4. Establish flexible frameworks
In the pursuit of efficiency, teams’ responses to tasks—large or small—can lead to rigidity. It’s neat to have insert any example of when due process is followed. But when teams become too focused on achieving this state, there is often a failure to flex when required.
Take the instance of a project plan matrix across a client, a software vendor, and a consultant tasked with implementation. If the client demands a certain format, which the vendor translates to their internal format—then the consultant transposes to their project view—it creates three touchpoints that need to be manually aggregated for every update and report. How much time is wasted in the upkeep of this one process which individual aspects were initially designed to aid efficiency?
But if we adopt the alternative and seek to work within established frameworks but with flexibility—the opposite of strictly adhering to “efficient” processes—we open the door to adaptability. Adaptability, coupled with freedom (point 1), allows teams to adopt a culture that values creative problem solving over rigid adherence to predefined procedures.
5. Encourage collaborative efforts
While it may be straightforward to assign tasks to individuals to deliver within set timeframes, as a project manager you should place emphasis on fostering collaboration and leveraging collective strengths. Deliberately consider team dynamics, clearly define what success looks like by reiterating core objectives, and witness your teams’ yield high-performing outcomes.
6. Personalise stakeholder management
I’ve left one of the most important aspects of a project until last: stakeholder management. While its significance may not be immediately obvious or provide immediate project benefits, taking stakeholders along for the whole journey is powerful. Scheduled communications with stakeholders is perceptibly the most efficient approach, but the added value of ad-hoc, unscheduled, or casual interactions beyond formal project governance should not be underestimated. Formal or hurried interactions may not lead to the most insightful feedback or appropriate remedies. Investing in a personalised approach to stakeholder relationships, such as delaying project activities to allow for influential interactions, pays dividends in the long term.

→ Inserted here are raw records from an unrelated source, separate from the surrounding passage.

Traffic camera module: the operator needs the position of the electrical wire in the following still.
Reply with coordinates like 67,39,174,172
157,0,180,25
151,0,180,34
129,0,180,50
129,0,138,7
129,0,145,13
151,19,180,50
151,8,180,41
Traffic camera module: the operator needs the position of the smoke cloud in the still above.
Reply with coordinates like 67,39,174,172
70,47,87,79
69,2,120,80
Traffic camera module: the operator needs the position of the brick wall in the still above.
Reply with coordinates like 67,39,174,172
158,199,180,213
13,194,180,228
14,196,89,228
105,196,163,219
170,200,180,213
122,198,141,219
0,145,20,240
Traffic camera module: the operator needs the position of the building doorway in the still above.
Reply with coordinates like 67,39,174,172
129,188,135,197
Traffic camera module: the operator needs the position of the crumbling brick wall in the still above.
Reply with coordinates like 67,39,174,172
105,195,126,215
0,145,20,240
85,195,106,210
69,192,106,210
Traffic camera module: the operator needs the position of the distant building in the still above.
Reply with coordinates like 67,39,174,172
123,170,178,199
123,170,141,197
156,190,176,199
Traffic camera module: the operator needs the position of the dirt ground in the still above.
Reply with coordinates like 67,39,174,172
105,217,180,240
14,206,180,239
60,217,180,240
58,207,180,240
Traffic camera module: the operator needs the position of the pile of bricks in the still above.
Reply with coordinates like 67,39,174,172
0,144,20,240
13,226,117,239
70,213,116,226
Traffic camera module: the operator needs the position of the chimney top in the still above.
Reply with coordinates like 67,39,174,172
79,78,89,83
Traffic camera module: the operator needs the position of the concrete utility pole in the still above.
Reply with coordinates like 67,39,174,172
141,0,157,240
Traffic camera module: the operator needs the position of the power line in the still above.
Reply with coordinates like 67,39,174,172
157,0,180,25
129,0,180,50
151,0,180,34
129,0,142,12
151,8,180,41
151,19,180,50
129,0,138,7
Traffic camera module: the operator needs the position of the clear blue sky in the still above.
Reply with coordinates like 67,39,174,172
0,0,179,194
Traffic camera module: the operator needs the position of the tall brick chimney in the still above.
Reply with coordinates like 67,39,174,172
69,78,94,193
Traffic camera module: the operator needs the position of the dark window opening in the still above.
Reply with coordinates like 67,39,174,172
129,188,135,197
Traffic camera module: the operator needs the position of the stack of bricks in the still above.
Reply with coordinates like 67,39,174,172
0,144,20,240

Embracing strategic inefficiency can revolutionise project management. By prioritising creativity, adaptability, and stakeholder engagement, teams can navigate challenges more effectively. In confronting the conventional pursuit of streamlined processes, in the nuance of project lifecycles, the purposeful cultivation of inefficiency could be the catalyst for innovation and achievement. Sometimes, it’s in the deliberate slowing down that projects find their most extraordinary pace.